The Special Competency of Information Specialists

The Special Competency of Information Specialists

Letter to the Editor

The special competency of information specialists

Birger Hjørland

RoyalSchool of Library and Information Science, 6 Birketinget, DK-2300 Copenhagen S, Denmark

email: Birger Hjørland ()

Preprint from paper published in: Journal of the American Society for Information Science and Technology, December 2002, pp. 1275-1276

Letter to the editor

The Special Competency of Information Specialists

Sir:

In a new article published in Journal of Documentation (Hjørland, [2002]), I claim that the special competency of information specialists and information scientists are related to domain analysis. Information science grew out of special librarianship and documentation (cf. Williams, [1997]), and implicit in its tradition has in my opinion been a focus on subject knowledge. Although domain analysis has earlier been introduced in JASIST (Hjørland & Albrechtsen, [1995]), the new article introduces 11 specific approaches to domain analysis, which I claim together define the specific competencies of information specialists. The approaches are

1 / Producing and evaluating literature guides and subject gateways,
2 / Producing and evaluating special classifications and thesauri,
3 / Research on and competencies in indexing and retrieving information specialties,
4 / Knowledge about empirical user studies in subject areas,
5 / Producing and interpreting bibliometrical studies,
6 / Historical studies of information structures and services in domains,
7 / Studies of documents and genres in knowledge domains,
8 / Epistemological and critical studies of different paradigms, assumptions, and interests in domains,
9 / Knowledge about terminological studies, LSP (Languages for Special Purposes), and discourse analysis in knowledge fields,
10 / Knowledge about and studies of structures and institutions in scientific and professional communication in a domain,
11 / Knowledge about methods and results from domain analytic studies about professional cognition, knowledge representation in computer science and artificial intelligence.

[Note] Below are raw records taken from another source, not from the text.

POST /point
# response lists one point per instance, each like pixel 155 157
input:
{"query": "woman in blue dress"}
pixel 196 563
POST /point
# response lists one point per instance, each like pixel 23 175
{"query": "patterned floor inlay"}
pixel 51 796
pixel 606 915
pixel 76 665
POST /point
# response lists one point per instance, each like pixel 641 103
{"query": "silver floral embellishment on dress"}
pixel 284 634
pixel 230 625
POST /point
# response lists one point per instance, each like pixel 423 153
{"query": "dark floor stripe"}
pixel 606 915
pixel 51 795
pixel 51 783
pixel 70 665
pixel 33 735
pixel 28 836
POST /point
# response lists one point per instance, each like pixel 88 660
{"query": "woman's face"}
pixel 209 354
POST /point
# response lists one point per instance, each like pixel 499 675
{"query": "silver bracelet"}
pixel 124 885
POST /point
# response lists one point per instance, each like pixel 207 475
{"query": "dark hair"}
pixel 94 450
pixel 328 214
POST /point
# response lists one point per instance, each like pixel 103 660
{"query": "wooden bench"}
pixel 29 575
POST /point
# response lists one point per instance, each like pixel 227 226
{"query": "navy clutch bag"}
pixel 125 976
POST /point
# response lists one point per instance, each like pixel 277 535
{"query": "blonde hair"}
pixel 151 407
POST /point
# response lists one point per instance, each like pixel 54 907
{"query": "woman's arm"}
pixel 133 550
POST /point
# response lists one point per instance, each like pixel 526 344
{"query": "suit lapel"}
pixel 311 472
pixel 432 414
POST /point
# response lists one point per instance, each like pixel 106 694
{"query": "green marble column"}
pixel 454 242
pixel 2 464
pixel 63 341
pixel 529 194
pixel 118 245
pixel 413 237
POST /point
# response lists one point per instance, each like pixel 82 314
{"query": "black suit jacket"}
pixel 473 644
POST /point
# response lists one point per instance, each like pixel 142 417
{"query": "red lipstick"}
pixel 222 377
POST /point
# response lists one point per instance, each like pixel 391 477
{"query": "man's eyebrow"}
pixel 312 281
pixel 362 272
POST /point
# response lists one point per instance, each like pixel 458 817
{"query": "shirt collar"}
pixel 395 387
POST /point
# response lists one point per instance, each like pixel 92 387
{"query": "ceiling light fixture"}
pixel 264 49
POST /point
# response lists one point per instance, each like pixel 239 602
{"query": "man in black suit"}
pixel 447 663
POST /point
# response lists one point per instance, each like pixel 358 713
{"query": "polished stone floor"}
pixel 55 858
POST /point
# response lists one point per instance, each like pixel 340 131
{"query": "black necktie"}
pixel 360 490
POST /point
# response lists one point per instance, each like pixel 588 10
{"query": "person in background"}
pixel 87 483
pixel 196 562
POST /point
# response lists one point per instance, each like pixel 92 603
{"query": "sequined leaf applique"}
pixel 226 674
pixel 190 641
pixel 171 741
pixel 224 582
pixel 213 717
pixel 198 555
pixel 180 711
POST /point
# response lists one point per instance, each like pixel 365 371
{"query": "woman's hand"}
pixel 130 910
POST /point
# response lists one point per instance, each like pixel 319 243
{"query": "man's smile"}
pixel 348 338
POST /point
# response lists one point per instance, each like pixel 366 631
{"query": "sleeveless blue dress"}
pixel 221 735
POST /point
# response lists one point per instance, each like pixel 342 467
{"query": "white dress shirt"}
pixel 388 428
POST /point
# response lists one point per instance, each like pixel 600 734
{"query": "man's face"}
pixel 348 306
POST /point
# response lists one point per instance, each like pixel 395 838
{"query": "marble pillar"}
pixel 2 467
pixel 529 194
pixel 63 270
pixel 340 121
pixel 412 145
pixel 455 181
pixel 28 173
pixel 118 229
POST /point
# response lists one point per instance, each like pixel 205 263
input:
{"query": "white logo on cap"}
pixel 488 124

By bringing these approaches together, the paper advocates a view which may have been implicit in previous literature but which has not before been set out systematically. The approaches presented here are neither exhaustive nor mutually exclusive, but an attempt is made to present the state of the art. Specific examples and selective reviews of literature are provided, and the strength and drawback of each of these approaches are being discussed.

It is my claim that the information specialist who has worked with these 11 approaches in a given domain (e.g., music, sociology, or chemistry) has a special expertise that should not be mixed up with the kind of expertise taught at universities in corresponding subjects. Some of these 11 approaches are today well-known in schools of LIS. Bibliometrics is an example. Other approaches are new and represent a view of what should be introduced in the training of information professionals.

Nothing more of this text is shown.